Edie Lush: 01:46 But first, this word about our sponsors.

Michelle: 01:51 This episode is sponsored by Mastercard. Stay with us later for an interview with Tara Nathan, Executive Vice President of humanitarian development at Mastercard, who will tell us about the digital aid network Mastercard is helping to build and our thanks to CBS New Digital and to Harmon, the official sound of Global GoalsCast.

Edie Lush: 02:18 Welcome back to the Global GoalsCast. I am Edie Lush.

Claudia Edelman: 02:21 And I am Claudia Romo Edelman. Edie, we talk a lot about how sustainable development goals are connected and interconnected. How one goal, say, educating girls helps achieve other goals like ending extreme poverty.
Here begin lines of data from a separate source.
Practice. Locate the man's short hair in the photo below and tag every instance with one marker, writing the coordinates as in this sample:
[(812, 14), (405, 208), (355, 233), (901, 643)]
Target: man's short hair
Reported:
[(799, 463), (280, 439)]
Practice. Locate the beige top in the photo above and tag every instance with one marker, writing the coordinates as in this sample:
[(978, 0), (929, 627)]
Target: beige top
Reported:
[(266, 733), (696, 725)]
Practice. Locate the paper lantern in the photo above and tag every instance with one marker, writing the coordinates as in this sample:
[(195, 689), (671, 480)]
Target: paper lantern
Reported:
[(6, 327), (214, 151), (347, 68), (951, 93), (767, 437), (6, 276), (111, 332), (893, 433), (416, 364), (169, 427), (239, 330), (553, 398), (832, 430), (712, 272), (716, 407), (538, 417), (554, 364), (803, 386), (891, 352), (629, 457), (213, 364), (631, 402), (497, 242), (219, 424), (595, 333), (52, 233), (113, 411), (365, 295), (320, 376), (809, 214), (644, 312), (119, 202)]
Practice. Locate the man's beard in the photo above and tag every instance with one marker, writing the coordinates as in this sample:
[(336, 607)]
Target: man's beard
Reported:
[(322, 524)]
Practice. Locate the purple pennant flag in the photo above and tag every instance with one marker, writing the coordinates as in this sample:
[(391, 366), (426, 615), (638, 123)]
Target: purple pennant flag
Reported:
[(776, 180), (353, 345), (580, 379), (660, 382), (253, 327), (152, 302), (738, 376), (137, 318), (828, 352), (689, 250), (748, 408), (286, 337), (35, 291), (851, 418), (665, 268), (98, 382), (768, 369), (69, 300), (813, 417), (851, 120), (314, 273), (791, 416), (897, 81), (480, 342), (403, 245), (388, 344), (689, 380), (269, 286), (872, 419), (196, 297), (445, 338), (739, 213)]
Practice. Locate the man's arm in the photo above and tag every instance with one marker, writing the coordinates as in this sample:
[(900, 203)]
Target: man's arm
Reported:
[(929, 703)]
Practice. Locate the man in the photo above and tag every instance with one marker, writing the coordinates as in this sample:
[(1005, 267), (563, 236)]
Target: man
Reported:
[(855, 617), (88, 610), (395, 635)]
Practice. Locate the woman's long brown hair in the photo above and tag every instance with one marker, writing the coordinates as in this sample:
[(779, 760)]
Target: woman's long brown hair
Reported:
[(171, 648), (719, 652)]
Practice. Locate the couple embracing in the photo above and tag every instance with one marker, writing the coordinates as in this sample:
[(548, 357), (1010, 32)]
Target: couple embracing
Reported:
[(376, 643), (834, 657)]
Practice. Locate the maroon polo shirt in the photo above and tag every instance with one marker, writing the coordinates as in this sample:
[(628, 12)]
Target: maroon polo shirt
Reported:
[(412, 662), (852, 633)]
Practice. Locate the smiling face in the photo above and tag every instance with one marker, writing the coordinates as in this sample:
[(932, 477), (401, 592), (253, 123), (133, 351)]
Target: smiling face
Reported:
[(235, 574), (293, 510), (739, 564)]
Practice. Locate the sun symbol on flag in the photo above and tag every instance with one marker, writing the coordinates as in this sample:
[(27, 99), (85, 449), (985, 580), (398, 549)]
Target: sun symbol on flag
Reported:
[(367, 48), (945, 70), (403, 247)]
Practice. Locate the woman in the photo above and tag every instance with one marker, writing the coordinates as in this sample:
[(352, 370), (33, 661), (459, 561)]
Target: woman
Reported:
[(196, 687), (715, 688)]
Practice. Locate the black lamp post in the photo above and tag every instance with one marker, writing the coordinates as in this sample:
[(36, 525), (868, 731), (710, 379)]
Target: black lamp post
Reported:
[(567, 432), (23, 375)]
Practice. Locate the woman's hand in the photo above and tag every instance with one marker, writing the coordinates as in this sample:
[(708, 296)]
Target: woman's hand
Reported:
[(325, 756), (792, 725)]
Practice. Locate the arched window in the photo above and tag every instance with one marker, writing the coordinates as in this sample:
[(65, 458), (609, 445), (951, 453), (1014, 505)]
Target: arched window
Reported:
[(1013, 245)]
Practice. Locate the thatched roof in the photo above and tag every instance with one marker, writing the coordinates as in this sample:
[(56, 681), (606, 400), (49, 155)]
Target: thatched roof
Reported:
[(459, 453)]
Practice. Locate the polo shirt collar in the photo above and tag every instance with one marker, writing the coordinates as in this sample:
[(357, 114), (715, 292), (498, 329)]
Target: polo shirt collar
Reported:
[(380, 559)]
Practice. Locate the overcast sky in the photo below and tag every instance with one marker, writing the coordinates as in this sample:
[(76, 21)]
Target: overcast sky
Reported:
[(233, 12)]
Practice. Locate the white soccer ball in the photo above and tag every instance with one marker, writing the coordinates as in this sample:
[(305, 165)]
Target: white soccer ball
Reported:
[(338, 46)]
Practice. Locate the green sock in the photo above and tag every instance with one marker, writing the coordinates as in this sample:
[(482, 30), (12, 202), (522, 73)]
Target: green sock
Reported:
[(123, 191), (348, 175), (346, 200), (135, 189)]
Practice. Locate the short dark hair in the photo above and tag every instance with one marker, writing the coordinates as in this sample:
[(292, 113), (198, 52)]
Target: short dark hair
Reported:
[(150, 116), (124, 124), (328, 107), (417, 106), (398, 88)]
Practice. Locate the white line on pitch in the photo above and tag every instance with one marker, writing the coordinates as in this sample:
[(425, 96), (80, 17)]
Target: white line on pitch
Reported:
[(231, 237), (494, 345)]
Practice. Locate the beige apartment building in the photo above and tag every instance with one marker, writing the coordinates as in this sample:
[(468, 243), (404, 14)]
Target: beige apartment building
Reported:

Edie Lush: 02:38 Exactamente, Claudia, and in this episode we’re going to explore a vivid and brutal example of this connection. Goal number two is “Zero Hunger” by 2030. Goal 16 calls for “Peace and Strong Institutions”. What humanitarian agencies say is that we will never achieve zero hunger without major strides towards resolving conflicts.

Claudia Edelman: 03:01 Let us share some basic facts. The World Food Program says that about 113 million people are suffering acute hunger in 53 countries. These are people at risk of starvation in places like Yemen, Afghanistan and parts of Africa.

Edie Lush: 03:20 The problem in the majority of these severe situations is not a lack of food, it’s war and conflict that prevents the growing of food or it’s delivery

Claudia Edelman: 03:29 Or both.

Edie Lush: 03:30 Right? Exactly. So the lasting solution isn’t dropping burlap bags of food from cargo planes. It’s healing the conflicts.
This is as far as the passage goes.